Inco. ATI Technologies. Intrawest. Falconbridge. Fairmont. Big Canadian names all. And all snapped up by foreign companies in 2006. No wonder people believe corporate Canada is being hollowed out. But, just for the record, Canadian companies are more often the buyer than the seller. Of the 501 cross-border deals in the first three quarters of 2006, 363 foreign-owned companies were taken over by Canadians, according to Crosbie & Company Inc., a Toronto-based specialty investment bank.
The one thing everyone agrees on is the red-hot rate of M&A activity in this country: 1,430 deals worth $187 billion occurred in the first nine months of 2006. That torrid pace is expected to continue well into 2007 and beyond, says Doug Robbins, president of Robbinex Inc., a Hamilton-based business intermediary specializing in mid-sized companies. Why? Big deals beget a larger number of smaller deals, and there were 18 mega-transactions valued at more than $1 billion each during the third quarter alone. “I sense that we're going to see a great deal of activity in the next 12 to 18 months in the mid-market,” says Robbins.
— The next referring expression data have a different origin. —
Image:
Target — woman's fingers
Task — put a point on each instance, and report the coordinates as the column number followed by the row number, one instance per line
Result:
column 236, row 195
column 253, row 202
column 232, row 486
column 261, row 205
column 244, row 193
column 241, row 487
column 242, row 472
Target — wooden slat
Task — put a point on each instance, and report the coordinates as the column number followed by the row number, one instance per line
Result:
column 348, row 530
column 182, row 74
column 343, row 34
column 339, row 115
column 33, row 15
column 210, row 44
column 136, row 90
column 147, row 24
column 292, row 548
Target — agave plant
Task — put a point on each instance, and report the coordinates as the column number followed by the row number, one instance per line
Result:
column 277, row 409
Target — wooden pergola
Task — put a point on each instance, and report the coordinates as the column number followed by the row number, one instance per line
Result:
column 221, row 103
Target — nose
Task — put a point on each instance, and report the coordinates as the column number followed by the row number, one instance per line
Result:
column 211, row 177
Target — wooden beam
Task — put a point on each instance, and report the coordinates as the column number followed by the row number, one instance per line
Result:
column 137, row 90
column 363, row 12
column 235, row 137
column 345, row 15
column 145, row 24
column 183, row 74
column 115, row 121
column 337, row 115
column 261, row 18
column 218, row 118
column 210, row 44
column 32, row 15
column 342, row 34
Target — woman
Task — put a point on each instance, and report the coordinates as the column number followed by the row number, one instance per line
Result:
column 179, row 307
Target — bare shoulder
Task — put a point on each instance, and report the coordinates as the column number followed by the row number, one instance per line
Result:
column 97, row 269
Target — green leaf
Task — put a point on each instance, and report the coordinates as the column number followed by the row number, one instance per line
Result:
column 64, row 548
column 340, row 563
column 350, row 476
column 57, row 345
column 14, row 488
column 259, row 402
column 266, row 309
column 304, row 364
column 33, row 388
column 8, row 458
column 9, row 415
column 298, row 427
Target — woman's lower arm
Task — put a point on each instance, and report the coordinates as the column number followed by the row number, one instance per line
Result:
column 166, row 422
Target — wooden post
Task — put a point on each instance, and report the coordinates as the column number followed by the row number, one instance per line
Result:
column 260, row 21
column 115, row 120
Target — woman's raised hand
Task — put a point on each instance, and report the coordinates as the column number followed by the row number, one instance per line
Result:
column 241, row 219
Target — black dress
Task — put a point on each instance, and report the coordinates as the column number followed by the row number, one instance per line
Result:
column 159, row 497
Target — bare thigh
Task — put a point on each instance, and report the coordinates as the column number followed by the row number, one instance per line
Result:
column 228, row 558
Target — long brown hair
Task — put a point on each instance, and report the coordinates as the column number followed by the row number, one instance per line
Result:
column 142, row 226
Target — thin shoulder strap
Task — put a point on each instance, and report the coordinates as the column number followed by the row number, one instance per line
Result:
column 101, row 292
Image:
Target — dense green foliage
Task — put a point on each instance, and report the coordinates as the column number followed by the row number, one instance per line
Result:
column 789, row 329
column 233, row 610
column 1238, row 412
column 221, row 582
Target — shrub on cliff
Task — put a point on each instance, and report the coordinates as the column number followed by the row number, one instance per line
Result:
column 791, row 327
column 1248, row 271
Those in most demand are service companies, “because they can double their revenue without having to make any significant capital expenditures,” says Robbins. On the flip side, capital-intensive businesses, such as printing companies, are sliding off buyers' charts.
Want to cash in on the current wave of activity? The average time it takes to sell a business, including the research put toward making the decision, finding a buyer and closing the deal, is 38.5 months, says Robbins. Better get cracking.